We line up dept. heads at stations to tour the entire campus, café, fitness center, pavilion, lakefront and living areas, then we connect them with resident ambassadors who show them their apartments and favorite spots.

Within minutes, intergenerational bonds are made and myths are dispelled.

Through TED Talks:

Students present topics of choice to a group of residents and community seniors every Tuesday for a month.

The Roehl Auditorium is filled and spirited discussion takes place between youth and seniors.

Topics include everything from escapism, to addiction, sports injuries, conspiracy theories, homelessness, artificial intelligence, happiness and even the topic of milk.

One student stepped forward this week to describe growing up in homeless shelters and moving 26 times in her childhood. Last year, a student described  turning to destructive behaviors and then turning his life around.

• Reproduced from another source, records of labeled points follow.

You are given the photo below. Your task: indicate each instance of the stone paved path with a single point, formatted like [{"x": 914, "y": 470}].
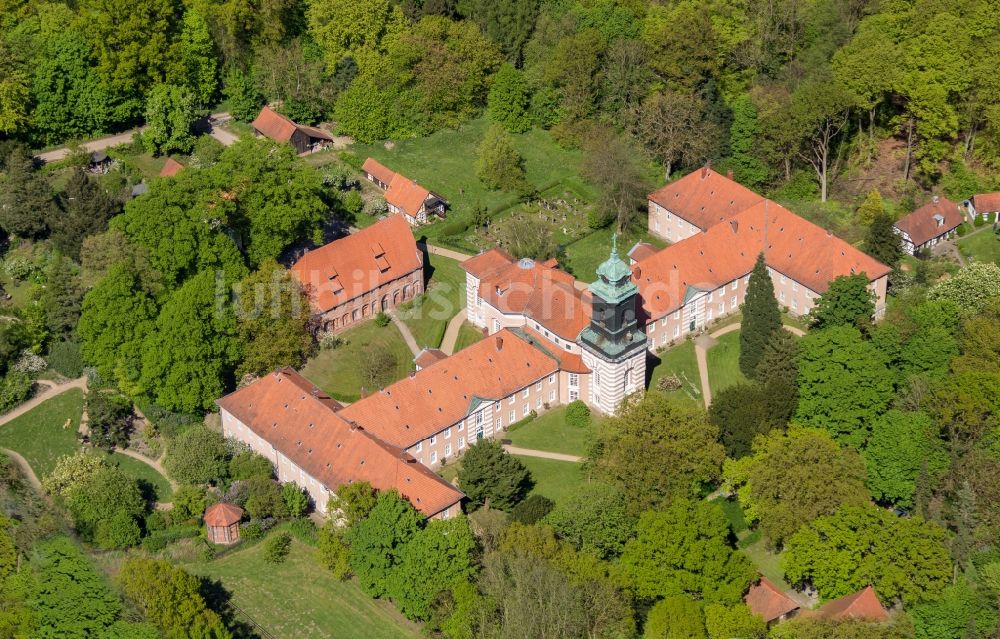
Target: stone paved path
[
  {"x": 544, "y": 454},
  {"x": 451, "y": 333}
]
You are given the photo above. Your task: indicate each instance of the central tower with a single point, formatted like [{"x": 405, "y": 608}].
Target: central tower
[{"x": 614, "y": 347}]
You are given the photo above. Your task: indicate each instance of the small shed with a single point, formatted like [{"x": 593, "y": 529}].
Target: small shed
[{"x": 222, "y": 523}]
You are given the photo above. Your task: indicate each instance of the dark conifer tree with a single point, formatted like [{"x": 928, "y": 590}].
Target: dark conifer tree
[{"x": 761, "y": 318}]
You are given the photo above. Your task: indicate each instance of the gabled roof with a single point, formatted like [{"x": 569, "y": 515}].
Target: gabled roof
[
  {"x": 767, "y": 600},
  {"x": 280, "y": 128},
  {"x": 442, "y": 394},
  {"x": 863, "y": 604},
  {"x": 986, "y": 202},
  {"x": 171, "y": 168},
  {"x": 795, "y": 248},
  {"x": 543, "y": 293},
  {"x": 705, "y": 198},
  {"x": 222, "y": 514},
  {"x": 358, "y": 263},
  {"x": 301, "y": 422},
  {"x": 937, "y": 217},
  {"x": 377, "y": 170},
  {"x": 406, "y": 195}
]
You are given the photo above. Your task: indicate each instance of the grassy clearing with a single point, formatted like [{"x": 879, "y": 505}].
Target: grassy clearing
[
  {"x": 556, "y": 480},
  {"x": 467, "y": 336},
  {"x": 680, "y": 361},
  {"x": 336, "y": 370},
  {"x": 550, "y": 432},
  {"x": 981, "y": 247},
  {"x": 46, "y": 432},
  {"x": 724, "y": 362},
  {"x": 586, "y": 254},
  {"x": 298, "y": 599},
  {"x": 428, "y": 315},
  {"x": 148, "y": 476}
]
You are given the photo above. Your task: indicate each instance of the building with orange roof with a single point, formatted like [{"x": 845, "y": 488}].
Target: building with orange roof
[
  {"x": 403, "y": 195},
  {"x": 768, "y": 601},
  {"x": 312, "y": 443},
  {"x": 306, "y": 139},
  {"x": 934, "y": 222},
  {"x": 354, "y": 278},
  {"x": 171, "y": 168}
]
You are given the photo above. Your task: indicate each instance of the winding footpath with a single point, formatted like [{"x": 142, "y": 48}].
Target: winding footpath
[{"x": 704, "y": 342}]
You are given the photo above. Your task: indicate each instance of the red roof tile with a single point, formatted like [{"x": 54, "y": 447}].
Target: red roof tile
[
  {"x": 300, "y": 421},
  {"x": 171, "y": 168},
  {"x": 767, "y": 600},
  {"x": 705, "y": 198},
  {"x": 795, "y": 247},
  {"x": 222, "y": 514},
  {"x": 358, "y": 263},
  {"x": 986, "y": 202},
  {"x": 545, "y": 294},
  {"x": 377, "y": 170},
  {"x": 863, "y": 604},
  {"x": 923, "y": 224},
  {"x": 444, "y": 393}
]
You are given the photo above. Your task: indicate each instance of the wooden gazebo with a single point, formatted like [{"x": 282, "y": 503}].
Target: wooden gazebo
[{"x": 222, "y": 523}]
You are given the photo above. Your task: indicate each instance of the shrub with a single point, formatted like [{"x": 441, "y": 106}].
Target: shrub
[
  {"x": 276, "y": 548},
  {"x": 578, "y": 414},
  {"x": 533, "y": 509},
  {"x": 65, "y": 359}
]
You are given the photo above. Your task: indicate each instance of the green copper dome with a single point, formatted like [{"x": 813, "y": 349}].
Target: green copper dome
[{"x": 614, "y": 277}]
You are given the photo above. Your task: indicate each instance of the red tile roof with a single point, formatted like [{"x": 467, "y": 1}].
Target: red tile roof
[
  {"x": 545, "y": 294},
  {"x": 406, "y": 195},
  {"x": 795, "y": 247},
  {"x": 171, "y": 168},
  {"x": 301, "y": 422},
  {"x": 705, "y": 198},
  {"x": 280, "y": 128},
  {"x": 488, "y": 263},
  {"x": 358, "y": 263},
  {"x": 222, "y": 514},
  {"x": 922, "y": 226},
  {"x": 767, "y": 600},
  {"x": 444, "y": 393},
  {"x": 863, "y": 604},
  {"x": 986, "y": 202},
  {"x": 380, "y": 172}
]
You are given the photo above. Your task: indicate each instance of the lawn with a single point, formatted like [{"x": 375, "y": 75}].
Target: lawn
[
  {"x": 298, "y": 599},
  {"x": 145, "y": 474},
  {"x": 428, "y": 315},
  {"x": 556, "y": 480},
  {"x": 445, "y": 162},
  {"x": 46, "y": 432},
  {"x": 724, "y": 362},
  {"x": 468, "y": 335},
  {"x": 679, "y": 361},
  {"x": 549, "y": 431},
  {"x": 336, "y": 370},
  {"x": 586, "y": 254},
  {"x": 981, "y": 247}
]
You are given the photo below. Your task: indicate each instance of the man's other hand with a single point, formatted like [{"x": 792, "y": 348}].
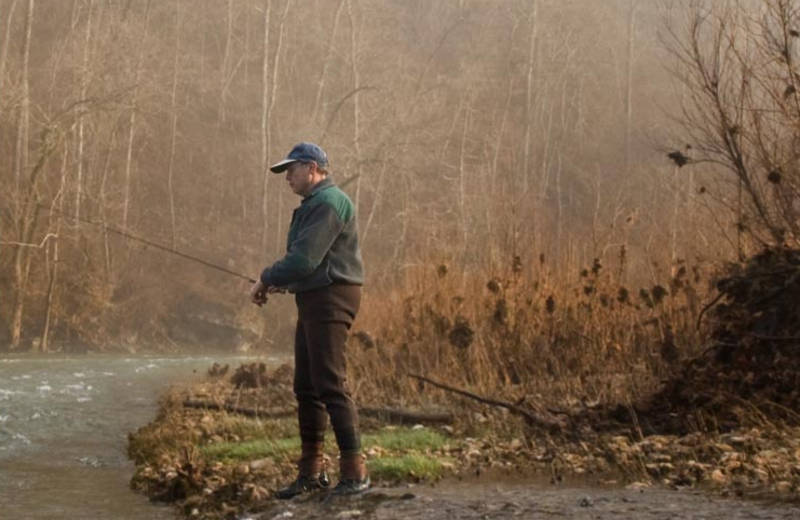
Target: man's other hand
[{"x": 258, "y": 293}]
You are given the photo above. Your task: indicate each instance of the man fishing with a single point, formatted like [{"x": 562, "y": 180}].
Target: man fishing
[{"x": 322, "y": 267}]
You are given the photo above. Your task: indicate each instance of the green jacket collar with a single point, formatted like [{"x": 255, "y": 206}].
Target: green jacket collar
[{"x": 324, "y": 184}]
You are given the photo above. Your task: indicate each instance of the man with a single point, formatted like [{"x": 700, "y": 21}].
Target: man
[{"x": 322, "y": 267}]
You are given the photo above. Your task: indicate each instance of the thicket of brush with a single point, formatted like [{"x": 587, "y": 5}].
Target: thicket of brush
[{"x": 525, "y": 334}]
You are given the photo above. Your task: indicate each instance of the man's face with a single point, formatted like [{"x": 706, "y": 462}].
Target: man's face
[{"x": 300, "y": 178}]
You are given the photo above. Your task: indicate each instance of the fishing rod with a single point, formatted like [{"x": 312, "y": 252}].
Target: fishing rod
[{"x": 149, "y": 243}]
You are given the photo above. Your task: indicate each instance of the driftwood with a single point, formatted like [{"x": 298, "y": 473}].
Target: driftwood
[
  {"x": 397, "y": 416},
  {"x": 390, "y": 415},
  {"x": 241, "y": 410},
  {"x": 532, "y": 417}
]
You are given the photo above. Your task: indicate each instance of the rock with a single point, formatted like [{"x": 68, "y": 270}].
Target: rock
[
  {"x": 262, "y": 464},
  {"x": 718, "y": 477},
  {"x": 661, "y": 457}
]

And it’s an open slate with the audience. “These children are bearing their souls,” Kathy, an audience member said yesterday. “It’s good for the kids, and good for us to hear them. They’re talking to us like we’re real people.”

Some of our seniors feel left out of discussion, their career behind them, their perceived losing their place as a valued societal member. And some of the students feel a little lost too. So between the parties, respect grows, stereotypes dropped and connections are made.

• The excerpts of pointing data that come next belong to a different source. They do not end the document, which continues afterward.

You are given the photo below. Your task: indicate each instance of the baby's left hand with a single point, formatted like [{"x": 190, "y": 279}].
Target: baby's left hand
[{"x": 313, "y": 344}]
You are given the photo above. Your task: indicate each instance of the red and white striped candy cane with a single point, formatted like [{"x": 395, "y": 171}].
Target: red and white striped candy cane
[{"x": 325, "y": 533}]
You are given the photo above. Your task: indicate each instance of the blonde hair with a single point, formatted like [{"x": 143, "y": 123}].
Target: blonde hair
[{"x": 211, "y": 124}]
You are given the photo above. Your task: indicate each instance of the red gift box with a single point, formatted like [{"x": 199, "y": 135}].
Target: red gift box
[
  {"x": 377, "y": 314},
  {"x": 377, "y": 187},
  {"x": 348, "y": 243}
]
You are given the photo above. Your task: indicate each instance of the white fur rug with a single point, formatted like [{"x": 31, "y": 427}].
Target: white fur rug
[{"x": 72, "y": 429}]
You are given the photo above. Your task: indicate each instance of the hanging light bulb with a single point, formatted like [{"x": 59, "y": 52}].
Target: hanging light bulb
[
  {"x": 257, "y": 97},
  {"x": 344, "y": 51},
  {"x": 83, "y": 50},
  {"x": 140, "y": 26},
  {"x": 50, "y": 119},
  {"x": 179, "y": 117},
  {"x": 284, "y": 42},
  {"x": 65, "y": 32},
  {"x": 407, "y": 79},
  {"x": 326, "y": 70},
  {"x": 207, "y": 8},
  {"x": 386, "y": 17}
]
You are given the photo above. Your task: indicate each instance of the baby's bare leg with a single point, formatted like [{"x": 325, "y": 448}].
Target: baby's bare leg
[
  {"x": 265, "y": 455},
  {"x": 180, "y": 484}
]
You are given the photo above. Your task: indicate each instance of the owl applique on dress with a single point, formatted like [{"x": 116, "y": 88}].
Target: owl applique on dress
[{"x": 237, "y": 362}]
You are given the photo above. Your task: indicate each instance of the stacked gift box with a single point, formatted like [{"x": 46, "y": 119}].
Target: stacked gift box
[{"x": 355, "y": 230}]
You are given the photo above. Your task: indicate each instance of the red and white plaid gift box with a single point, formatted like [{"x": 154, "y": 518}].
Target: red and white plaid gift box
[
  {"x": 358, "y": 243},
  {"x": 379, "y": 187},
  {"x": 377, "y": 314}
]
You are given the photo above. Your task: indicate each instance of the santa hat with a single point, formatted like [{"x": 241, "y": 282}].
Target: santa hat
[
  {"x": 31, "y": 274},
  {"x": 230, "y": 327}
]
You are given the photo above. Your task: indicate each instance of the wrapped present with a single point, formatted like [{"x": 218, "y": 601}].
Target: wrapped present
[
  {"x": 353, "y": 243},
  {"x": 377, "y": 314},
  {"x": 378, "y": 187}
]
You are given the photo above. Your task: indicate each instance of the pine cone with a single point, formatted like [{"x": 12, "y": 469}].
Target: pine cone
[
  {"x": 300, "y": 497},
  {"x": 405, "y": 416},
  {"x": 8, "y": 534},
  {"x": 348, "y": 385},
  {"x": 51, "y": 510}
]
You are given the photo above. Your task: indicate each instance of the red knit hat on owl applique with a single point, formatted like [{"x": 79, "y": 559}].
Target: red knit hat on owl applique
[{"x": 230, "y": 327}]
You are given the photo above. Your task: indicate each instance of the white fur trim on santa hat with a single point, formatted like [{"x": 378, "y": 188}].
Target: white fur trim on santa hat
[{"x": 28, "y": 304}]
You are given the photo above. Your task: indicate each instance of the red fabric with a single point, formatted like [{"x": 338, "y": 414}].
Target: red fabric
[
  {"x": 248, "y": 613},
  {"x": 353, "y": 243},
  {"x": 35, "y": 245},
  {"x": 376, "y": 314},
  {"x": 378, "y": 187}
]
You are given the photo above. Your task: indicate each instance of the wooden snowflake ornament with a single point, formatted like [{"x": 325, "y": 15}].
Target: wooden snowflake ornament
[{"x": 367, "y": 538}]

“These TED Talks have convinced me that there is real hope for our future,” Kathy said yesterday. “These kids are giving us old folks that hope.”

Device help

“The young man doesn’t even have an Apple watch and he taught me how to use mine.” Students works with seniors one on one on IPads, laptops, watches, fitbits and Iphones. “He didn’t even treat me as if I were stupid,” Carol noted last week.

Grandchildren’s email and pictures and retrieved, Facebook profiles updates, and again, connections made. The ongoing weekly sessions establish a communal platform for laughter, engagement, student success and senior breakthroughs. “Will my grandkids ever be impressed with me now,” participant Neal said.


On the initial class tour, students learned of our trishaw, a bicycle that tours our residents through downtown, of our levels of care and different career paths. One group got to sit in MaryLouise’s independent living apt and hear her military stories of being the only female veteran on our campus.

Resident Ruth described what is was like to teach special education decades before and the inclusion efforts teachers employ now.

“’Your peers are not the people the same age as you, they are the people who share your interests’. And how true … age has no barriers. How very fortunate we are to have opportunity to connect with young people who enhance our lives by their interest and enthusiasm, yet also learn from those of us who have already experienced living over time,” Ruth noted.

Shorehaven CEO Dale Dahlke noted, “We are more than grateful for the partnership we have with the Oconomowoc Area School District.  Whether it is students seeking employment in a field that will help to launch a career in the medical field or just serve to provide a paycheck as they seek to discover what their calling might be, we are pleased to be a part of their journey.  I know that the engagement our residents have experienced with the students, both directly and indirectly has proven to be more beneficial than we can possibly be able to measure or know.”

“We’re happy when we leave Shorehaven,” students Sophie and Destiny just told me after Device Help. “This place is not scary.  It’s super inviting and super homey and it feels like one big family. That’s what we can take away with us.”

So if you as a business are thinking of mentoring a student, speaking in their class, inviting them to your business, taking them for a soda downtown, don’t hesitate, just do it. You are cool enough to connect with high school seniors. They’re seeking real work life experiences and you’ve got plenty to offer.